I'm not one to pre-order a product before I've seen it in person. But yesterday I took the unusual step of paying $55 for a new form of digital payment technology called Coin that I won't even get my hands on until the summer.
Unlike so many mainstays of the trendy digital payment revolution, Coin (onlycoin.com) doesn't require retailers to do anything. They needn't install a new point-of-sale system, one of those little smartphone scanners or make any investment of time or money at all.
Unfortunately, retailer adoption has been the impediment to digital wallet technology exploding. It's up to consumers alone to make the leap.
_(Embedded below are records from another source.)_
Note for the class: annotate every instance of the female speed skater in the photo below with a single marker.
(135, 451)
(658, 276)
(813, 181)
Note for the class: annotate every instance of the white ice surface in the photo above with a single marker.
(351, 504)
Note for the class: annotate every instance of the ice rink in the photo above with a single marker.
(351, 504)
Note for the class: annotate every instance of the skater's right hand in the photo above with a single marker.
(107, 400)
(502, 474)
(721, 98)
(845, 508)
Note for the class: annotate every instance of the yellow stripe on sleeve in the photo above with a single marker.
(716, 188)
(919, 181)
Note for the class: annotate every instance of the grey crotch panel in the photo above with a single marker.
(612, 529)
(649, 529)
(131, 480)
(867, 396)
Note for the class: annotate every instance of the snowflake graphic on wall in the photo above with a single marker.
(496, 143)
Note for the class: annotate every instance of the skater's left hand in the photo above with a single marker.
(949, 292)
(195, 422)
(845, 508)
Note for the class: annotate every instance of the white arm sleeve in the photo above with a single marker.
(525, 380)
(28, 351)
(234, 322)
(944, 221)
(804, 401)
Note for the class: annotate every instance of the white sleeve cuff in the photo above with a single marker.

And unlike so many newfangled digital payment services and methods, Coin solves a real problem that I actually have: the annoyance of having to carry all those darn pieces of plastic in my wallet. Coin is a card that acts like all of your current credit cards in one, and it's the only one you need to carry around.
No more fumbling through your wallet for the Visa or MasterCard because a particular merchant doesn't take American Express. Simply press a tiny button on the Coin to select which card to use. It's like smart plastic. Setting it up involves swiping your credit cards through a reader that Coin sends you along with the card.
Even cooler: Coin has a little Bluetooth signal that links it to your phone. If you happen to leave it at the store, your phone will notify you that your Coin is out of range.
It was striking to see how the future of digital payment technology played out at the Consumer Electronics Show in Las Vegas this week — the idea apparently being to make this more complex, not less. The conference featured several digital payment startups pitching biometric point-of-sale scanners.
In other words, you'd scan a fingerprint or your iris to confirm your identity when using a credit card, supposedly making data theft less likely. But I'm not sure biometric scans solve the underlying problem: data is vulnerable, whether it's a fingerprint or a credit card number.
Coin doesn't solve the problem of identity theft either. But I'm holding out hope that it will make one small aspect of my life just a bit easier, which is precisely what technology is supposed to do.